Source of distress: Frustration at time wasted
Reframe: Everyone has their own way of procrastinating, daydreaming just happens to be ours

When you suddenly realise you’ve zoned out for far longer than you intended, or when you find yourself daydreaming when you’d resolved not to, it’s very easy to be self-critical and to beat yourself up for lacking motivation and willpower. You can fall into the trap of thinking you’d get a lot more done if you didn’t daydream so much. But would you? Almost everyone procrastinates to a certain extent. Other people spend hours binge-watching Netflix or playing video games or mindlessly scrolling through social media. Daydreaming is no different. We all need downtime. It isn’t possible to be productive every waking minute.

Source of distress: Wishing for something that can never be
Reframe: It’s OK to enjoy a novel or movie that isn’t real; daydreams are no different

Sometimes we censor our daydreams.
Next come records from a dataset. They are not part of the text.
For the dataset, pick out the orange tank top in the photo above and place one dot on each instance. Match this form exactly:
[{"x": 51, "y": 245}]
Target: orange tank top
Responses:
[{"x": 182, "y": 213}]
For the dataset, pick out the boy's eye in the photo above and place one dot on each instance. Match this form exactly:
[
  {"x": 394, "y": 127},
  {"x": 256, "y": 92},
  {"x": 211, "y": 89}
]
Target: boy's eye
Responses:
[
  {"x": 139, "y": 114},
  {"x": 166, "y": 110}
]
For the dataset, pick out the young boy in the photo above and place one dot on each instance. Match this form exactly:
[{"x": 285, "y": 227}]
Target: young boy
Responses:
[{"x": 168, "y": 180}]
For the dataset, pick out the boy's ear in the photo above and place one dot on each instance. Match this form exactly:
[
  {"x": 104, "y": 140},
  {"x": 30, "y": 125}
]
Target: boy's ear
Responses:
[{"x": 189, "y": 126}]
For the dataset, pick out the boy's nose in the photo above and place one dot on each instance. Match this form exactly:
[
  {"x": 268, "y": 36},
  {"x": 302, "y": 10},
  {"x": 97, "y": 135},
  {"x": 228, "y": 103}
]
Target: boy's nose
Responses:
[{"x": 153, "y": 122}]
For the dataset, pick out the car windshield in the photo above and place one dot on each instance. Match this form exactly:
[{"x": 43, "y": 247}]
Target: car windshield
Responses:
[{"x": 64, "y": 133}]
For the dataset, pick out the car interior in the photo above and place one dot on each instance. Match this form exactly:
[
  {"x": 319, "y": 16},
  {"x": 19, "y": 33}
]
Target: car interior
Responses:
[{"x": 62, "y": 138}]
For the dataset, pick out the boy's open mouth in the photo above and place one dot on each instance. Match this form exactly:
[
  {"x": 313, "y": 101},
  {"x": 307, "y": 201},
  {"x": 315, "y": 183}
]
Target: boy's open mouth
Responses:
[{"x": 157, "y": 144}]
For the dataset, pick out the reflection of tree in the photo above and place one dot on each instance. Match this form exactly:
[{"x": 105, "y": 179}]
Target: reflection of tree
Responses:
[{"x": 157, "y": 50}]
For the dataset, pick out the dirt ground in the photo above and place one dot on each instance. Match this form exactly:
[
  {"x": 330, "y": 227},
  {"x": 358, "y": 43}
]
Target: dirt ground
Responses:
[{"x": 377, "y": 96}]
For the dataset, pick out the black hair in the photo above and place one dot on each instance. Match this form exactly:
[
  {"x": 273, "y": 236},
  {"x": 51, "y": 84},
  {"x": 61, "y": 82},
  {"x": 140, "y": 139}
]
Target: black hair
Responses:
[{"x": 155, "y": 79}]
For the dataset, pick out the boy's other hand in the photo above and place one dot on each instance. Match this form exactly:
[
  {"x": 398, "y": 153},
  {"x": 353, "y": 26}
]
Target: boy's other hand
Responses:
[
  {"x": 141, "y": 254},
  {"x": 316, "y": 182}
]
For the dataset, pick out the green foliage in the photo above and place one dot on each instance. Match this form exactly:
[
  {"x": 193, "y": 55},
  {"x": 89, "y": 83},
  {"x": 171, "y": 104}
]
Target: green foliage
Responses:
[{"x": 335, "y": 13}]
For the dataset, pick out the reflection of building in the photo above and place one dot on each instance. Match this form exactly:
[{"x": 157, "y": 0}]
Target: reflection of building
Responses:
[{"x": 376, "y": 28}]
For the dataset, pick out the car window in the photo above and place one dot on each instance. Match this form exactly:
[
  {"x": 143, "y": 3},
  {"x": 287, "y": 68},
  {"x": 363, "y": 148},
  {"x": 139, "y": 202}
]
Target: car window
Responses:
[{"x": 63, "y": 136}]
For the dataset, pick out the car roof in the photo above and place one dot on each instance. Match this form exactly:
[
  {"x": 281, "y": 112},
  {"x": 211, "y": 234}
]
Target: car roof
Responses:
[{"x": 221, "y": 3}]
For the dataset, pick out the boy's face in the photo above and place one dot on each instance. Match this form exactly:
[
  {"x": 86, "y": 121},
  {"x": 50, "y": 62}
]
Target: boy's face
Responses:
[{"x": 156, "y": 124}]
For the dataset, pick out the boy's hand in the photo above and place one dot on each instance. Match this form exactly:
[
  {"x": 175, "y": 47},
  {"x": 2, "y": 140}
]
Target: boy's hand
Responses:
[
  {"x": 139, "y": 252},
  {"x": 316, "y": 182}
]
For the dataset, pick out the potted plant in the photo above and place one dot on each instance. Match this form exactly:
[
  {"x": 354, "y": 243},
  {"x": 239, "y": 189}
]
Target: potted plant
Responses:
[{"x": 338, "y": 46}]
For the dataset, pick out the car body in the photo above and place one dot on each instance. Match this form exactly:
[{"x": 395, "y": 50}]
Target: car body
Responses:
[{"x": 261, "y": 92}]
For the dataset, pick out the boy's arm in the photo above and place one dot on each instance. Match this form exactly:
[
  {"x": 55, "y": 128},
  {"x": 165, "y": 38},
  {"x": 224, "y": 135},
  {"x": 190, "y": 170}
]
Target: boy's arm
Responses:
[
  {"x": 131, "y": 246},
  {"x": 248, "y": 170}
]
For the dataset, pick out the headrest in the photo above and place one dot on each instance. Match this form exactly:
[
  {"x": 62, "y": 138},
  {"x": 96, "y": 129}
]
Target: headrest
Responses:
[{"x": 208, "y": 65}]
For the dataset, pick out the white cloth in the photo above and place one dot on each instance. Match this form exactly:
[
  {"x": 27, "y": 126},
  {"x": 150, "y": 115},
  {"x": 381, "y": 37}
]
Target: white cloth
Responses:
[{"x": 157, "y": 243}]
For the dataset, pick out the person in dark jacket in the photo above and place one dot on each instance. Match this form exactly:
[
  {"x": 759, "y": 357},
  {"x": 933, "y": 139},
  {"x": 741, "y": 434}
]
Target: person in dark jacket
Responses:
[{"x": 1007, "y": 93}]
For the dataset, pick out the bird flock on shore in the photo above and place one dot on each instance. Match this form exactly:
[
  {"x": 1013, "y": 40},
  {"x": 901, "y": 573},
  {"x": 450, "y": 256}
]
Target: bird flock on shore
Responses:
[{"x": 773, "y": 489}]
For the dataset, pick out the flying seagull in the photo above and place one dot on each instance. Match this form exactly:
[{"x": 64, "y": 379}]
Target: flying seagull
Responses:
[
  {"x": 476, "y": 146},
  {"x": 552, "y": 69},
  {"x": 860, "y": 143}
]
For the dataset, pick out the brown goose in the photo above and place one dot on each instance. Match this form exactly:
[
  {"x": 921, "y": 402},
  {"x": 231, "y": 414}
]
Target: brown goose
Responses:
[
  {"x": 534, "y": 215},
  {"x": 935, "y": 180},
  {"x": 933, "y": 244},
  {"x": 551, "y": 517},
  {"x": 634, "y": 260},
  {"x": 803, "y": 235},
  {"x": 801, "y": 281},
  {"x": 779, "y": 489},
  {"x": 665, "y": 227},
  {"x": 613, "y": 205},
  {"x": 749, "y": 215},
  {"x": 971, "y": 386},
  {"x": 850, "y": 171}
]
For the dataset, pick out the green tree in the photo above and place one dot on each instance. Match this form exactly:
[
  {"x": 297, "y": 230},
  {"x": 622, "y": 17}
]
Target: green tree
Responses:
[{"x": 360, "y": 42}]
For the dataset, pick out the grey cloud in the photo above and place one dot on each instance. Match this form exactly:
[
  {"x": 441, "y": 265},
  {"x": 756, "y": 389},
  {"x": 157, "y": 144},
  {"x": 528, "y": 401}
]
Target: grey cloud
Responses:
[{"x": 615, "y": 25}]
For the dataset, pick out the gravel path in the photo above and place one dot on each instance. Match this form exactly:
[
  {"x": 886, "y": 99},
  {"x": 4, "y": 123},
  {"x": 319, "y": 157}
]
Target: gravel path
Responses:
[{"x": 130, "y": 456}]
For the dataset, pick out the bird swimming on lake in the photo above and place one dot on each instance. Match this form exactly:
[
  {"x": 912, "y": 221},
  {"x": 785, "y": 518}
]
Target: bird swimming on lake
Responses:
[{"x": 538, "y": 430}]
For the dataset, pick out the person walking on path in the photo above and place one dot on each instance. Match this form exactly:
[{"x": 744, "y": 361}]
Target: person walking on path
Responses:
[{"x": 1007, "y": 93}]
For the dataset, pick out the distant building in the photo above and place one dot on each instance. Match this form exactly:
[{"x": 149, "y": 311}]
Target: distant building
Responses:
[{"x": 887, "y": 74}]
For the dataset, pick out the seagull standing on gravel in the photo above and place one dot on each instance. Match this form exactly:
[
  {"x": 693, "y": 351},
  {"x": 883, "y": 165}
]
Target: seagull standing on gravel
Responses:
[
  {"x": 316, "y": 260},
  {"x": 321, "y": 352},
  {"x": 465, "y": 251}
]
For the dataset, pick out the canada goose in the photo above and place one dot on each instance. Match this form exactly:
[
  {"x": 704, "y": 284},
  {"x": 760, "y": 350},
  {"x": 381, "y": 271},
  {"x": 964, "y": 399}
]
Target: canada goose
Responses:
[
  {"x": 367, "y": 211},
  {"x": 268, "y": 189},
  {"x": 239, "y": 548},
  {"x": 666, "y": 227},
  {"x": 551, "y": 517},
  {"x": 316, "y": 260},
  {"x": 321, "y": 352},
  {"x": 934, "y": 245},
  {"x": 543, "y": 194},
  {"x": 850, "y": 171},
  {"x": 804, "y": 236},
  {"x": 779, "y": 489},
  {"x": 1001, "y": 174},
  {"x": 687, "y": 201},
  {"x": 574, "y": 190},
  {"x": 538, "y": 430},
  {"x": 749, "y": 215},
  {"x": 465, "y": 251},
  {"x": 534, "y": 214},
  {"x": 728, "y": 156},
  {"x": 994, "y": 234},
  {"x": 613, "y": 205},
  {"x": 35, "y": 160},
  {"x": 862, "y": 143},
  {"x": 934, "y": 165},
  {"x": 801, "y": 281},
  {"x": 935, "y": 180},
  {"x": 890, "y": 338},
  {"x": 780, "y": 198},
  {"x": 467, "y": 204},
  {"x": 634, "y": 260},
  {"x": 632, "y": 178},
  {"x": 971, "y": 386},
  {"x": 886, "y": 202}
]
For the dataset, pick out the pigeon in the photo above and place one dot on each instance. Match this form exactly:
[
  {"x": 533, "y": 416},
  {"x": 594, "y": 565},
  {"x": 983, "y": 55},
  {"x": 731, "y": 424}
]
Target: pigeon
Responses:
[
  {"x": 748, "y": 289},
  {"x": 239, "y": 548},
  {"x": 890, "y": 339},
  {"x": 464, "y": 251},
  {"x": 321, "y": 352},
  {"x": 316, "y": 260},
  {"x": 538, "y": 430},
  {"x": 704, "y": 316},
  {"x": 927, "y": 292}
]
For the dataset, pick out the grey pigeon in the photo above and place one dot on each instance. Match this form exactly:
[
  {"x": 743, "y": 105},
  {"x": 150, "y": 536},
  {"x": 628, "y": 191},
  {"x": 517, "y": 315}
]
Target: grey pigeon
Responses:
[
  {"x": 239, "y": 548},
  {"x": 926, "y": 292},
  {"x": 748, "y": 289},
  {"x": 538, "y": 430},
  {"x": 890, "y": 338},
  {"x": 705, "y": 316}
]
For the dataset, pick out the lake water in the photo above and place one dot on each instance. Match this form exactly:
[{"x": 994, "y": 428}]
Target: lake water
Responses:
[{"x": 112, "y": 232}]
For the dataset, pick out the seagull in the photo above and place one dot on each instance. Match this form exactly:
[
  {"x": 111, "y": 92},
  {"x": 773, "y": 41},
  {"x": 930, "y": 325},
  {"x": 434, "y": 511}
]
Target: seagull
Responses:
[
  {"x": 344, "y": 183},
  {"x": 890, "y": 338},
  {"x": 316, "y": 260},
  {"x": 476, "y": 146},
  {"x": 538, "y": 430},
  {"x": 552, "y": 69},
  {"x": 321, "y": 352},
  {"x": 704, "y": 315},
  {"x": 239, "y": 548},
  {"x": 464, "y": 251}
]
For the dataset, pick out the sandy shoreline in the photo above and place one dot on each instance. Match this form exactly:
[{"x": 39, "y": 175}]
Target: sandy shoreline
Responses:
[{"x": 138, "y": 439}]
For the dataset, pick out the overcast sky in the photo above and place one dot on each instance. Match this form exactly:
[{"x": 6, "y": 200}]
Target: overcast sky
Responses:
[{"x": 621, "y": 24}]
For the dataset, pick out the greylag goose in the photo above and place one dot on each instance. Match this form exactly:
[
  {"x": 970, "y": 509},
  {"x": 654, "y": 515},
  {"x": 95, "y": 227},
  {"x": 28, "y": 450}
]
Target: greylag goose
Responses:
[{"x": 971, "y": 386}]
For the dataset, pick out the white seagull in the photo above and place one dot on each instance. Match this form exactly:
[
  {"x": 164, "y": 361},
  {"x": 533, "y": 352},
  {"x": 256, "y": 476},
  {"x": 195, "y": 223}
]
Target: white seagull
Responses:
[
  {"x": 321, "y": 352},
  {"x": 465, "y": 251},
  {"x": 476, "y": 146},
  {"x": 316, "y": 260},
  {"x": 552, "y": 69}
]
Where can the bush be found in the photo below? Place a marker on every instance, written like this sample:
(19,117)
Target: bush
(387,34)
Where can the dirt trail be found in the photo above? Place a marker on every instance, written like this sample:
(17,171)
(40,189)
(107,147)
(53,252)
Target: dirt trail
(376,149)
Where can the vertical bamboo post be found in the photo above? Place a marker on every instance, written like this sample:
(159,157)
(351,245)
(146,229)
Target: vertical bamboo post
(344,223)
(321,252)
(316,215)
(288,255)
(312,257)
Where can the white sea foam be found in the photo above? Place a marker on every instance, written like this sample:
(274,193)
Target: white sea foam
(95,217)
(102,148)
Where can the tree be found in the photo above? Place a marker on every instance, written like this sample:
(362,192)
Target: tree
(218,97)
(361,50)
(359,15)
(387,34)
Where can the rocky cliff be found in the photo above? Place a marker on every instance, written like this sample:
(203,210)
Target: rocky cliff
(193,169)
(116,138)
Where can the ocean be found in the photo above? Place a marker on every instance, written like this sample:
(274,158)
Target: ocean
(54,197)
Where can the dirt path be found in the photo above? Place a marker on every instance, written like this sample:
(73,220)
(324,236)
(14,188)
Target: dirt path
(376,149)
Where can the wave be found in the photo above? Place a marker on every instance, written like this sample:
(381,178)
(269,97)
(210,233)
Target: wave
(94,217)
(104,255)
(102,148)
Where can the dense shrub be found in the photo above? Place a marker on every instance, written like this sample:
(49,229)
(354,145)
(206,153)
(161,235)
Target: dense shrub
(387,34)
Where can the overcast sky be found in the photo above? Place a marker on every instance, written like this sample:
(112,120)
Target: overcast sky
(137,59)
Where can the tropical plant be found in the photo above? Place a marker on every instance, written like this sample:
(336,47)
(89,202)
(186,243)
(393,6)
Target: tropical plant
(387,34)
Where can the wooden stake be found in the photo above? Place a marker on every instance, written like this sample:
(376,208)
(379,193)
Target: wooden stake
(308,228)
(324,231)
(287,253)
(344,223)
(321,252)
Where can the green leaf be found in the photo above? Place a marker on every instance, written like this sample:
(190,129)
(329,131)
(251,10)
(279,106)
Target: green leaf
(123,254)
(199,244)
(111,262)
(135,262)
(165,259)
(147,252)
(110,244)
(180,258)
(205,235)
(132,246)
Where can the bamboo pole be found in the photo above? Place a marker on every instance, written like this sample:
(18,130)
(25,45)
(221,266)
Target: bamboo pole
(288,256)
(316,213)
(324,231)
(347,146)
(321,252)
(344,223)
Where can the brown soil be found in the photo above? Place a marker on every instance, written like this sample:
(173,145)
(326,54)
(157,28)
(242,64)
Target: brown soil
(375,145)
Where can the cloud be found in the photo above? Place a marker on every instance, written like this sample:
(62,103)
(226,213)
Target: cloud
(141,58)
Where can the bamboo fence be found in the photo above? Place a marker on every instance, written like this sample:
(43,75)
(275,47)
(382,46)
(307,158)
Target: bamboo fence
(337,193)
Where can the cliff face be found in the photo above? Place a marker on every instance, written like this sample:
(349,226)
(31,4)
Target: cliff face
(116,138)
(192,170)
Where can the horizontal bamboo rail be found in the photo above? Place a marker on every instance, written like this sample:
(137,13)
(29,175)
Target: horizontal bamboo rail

We tell ourselves it’s wrong to imagine something that we know isn’t actually going to happen – whether that’s living in a world populated by wizards and elves, or hoping for a relationship with your crush who’s with someone else. But in the safe space of your imagination, you can do whatever you want. So what if it isn’t going to happen in real life? We read novels and watch movies about things that aren’t real. Why is daydreaming about things that aren’t real any different?

Source of distress: Invalidating yourself
Reframe: Your daydream self is a real and valid version of you

If you become an idealised version of yourself in your daydreams, it can be upsetting to think that the idealised version of you isn’t real. You compare your real-world self to your daydream self and it’s often not a comforting comparison. But that’s because in the real world too many of us care too much about what other people think. We spend so much time trying to be what other people want us to be, that we forget to be ourselves. In our daydreams, we get people to like us by choosing their opinions instead of choosing our behaviour. And that frees us up to be ourselves. The person you become in your daydreams is the person you are in a safe non-judgemental space – isn’t that likely to be the real you?

If you find being a daydreamer distressing, the first thing to realise is that your daydreaming isn’t going anywhere. You can get control over it, you can reduce the amount of time you spend doing it, but you probably can’t eliminate it completely. Sooner or later you will have to make peace with it. Hopefully the reframes presented above can help you start to do just that.